For one, the settings could be incorrect. They may be unsuitable for the conditions you're playing in or the equipment you're using.
If your settings don't suit your playing situation, the calculations and resultant readings will have some errors. Something as insignificant as your surrounding temperature or humidity can affect your distance quite a lot. Therefore, your settings should be the first thing you check up on in the case of inaccurate results.
Another reason for inaccuracies is that you're playing in a confined indoor space. Players can feel restricted and hit short when they don't have enough room for their full swing or are scared of accidentally hitting something. Also, a mat will differ from outdoor grass, and accordingly, your shot and results will somewhat change.

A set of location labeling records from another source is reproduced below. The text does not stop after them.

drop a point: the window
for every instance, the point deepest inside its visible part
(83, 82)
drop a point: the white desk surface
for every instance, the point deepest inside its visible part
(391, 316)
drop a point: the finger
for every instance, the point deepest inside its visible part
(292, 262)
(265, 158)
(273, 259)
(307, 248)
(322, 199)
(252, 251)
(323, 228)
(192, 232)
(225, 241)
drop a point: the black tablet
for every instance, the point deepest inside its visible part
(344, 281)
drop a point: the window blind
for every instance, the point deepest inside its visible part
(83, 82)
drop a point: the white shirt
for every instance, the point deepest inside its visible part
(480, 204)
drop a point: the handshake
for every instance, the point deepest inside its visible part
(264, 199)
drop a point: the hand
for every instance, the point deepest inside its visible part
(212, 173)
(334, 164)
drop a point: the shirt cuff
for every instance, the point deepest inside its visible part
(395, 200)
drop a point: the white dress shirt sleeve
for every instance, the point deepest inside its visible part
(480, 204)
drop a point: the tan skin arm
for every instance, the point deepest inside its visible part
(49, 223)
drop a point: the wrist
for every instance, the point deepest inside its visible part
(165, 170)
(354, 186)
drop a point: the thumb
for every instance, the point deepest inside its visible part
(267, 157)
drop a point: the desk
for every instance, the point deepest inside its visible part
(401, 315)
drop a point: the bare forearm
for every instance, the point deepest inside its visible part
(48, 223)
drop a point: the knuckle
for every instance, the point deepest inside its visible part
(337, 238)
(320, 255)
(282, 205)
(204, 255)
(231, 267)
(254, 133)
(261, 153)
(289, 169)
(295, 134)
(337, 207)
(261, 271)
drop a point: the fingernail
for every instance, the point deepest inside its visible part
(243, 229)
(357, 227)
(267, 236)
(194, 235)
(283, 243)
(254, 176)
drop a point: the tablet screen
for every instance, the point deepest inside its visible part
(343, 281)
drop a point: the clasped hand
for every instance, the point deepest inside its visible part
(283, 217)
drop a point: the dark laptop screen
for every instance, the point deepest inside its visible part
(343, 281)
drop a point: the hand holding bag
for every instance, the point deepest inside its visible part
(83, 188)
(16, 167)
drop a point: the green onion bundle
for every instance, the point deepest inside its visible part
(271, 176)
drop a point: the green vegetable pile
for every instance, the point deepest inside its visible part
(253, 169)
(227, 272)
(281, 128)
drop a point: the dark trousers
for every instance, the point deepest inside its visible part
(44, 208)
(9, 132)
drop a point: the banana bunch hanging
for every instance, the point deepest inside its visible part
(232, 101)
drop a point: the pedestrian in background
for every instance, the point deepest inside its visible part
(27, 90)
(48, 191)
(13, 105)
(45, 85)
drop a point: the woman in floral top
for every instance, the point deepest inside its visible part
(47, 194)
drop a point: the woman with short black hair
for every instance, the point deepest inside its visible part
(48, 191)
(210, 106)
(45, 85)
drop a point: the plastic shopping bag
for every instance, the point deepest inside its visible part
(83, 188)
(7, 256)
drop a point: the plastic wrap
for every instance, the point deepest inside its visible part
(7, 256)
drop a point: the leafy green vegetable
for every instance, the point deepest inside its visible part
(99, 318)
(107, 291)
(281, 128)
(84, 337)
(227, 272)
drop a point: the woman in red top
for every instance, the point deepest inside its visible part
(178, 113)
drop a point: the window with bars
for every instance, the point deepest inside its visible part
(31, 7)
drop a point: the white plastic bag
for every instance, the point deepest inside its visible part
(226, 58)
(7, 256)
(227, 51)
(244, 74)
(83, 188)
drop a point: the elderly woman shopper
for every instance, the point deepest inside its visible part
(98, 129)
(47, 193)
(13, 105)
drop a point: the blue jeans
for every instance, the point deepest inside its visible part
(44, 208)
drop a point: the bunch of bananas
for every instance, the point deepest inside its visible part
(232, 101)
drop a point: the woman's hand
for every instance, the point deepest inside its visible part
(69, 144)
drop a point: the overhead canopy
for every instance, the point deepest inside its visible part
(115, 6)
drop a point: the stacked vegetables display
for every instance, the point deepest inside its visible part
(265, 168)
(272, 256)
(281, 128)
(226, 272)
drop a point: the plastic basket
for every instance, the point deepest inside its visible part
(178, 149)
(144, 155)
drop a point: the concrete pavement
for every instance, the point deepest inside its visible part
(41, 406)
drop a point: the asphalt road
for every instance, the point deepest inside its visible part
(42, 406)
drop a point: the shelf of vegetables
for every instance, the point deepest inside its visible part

Tip: Some golfers believe that having a high-quality mat can increase the accuracy of a simulator. So, try to get a mat that's as close to real grass as you can find, and if you can afford it, get a full-sized mat.
Varying Accuracies Between Different Simulators
To put it simply, each simulator has its own tracking and measuring devices, so each will have slightly different accuracies and results.
Of course, some simulators are very precise, like the TrackMan Launch Monitor. However, that's because its systems are very high-quality and consequently are worth quite a number. Still, the TrackMan is usually used for fittings as its accurate results will determine the right thing for you to buy.
That isn't to say that only expensive or high-end simulators are accurate, though. You can find reasonably priced golf simulators that can give you accurate results when they're properly set up and tuned.
Golf simulators are generally very accurate and can be made more so with proper setup, use, and maintenance. Typically, if the simulator has more means of tracking your plays, your readings will be better and more precise. Still, certain factors can affect your accuracy, so make sure to address them all if you feel that there's something wrong with your results.